BACKGROUND: The Advisory Committee on Immunization Practices (ACIP) routinely recommends several adolescent vaccines, including human papillomavirus (HPV); quadrivalent meningococcal conjugate (MenACWY); and tetanus toxoid, reduced diphtheria toxoid, and acellular pertussis (Tdap) vaccines. Limited data are available on the percentage of adolescents receiving this complement of ACIP-recommended vaccines and factors that may increase likelihood of completion.

METHODS: This study used 2015-18 pooled National Immunization Survey-Teen (NIS-Teen) data to estimate national and state-level completion rates by age 17 of a two-dose MenACWY series, two- or three- dose HPV series (depending on age at first vaccination), and a Tdap vaccine, using multivariable logistic regression modeling to adjust for individual characteristics. NIS-Teen data were then combined with public state-level data to construct a multilevel model evaluating effects of both individual- and state-level factors on completion.

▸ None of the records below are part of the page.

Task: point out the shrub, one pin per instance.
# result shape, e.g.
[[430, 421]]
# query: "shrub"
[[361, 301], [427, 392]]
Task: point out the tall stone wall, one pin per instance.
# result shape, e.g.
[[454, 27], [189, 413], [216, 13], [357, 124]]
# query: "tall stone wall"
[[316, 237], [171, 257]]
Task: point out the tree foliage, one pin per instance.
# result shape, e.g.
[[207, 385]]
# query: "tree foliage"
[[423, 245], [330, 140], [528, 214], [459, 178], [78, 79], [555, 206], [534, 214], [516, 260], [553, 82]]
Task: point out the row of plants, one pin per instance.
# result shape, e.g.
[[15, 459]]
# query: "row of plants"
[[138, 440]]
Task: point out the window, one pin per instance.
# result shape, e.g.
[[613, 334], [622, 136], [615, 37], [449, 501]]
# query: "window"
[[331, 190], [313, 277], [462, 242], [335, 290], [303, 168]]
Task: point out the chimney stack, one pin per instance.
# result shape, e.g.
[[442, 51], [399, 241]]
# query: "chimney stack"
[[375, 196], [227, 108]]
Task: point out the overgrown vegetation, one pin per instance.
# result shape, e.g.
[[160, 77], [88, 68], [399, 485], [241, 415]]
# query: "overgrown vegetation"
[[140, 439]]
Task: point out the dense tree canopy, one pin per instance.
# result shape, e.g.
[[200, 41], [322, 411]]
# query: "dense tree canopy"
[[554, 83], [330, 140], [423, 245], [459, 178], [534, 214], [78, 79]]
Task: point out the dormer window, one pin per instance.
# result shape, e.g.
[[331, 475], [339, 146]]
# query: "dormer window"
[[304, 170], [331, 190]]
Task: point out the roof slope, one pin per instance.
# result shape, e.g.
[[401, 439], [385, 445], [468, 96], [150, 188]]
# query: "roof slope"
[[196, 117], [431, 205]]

RESULTS: After adjusting for individual-level factors, the national completion rate for these ACIP-recommended vaccines by age 17 was 30.6% (95% confidence interval [CI]: 30.1-31.0%). However, rates for individual states varied substantially, from 11.3% in Idaho (CI: 6.9-18.0%) to 56.4% in Rhode Island (CI: 49.8-62.8%). In the multilevel model, individual characteristics associated with increased likelihood of receiving the recommended vaccines by age 17 included female gender, black or Hispanic race, Medicaid coverage (vs. private/other), last provider visit at age 16 or 17, generally having ≥1 provider visit in last year, and receiving a provider recommendation for HPV vaccination. Residing in a state with a MenACWY vaccination mandate for elementary and secondary schools was the only state-level variable that significantly increased the likelihood of completion (odds ratio: 1.6; CI: 1.2-2.3).

CONCLUSION: Recommended adolescent vaccine completion rates are suboptimal and highly variable across states. Provider recommendations, visits at 16-17 years of age, and state mandates for MenACWY are implementable strategies associated with completion of recommended adolescent vaccines.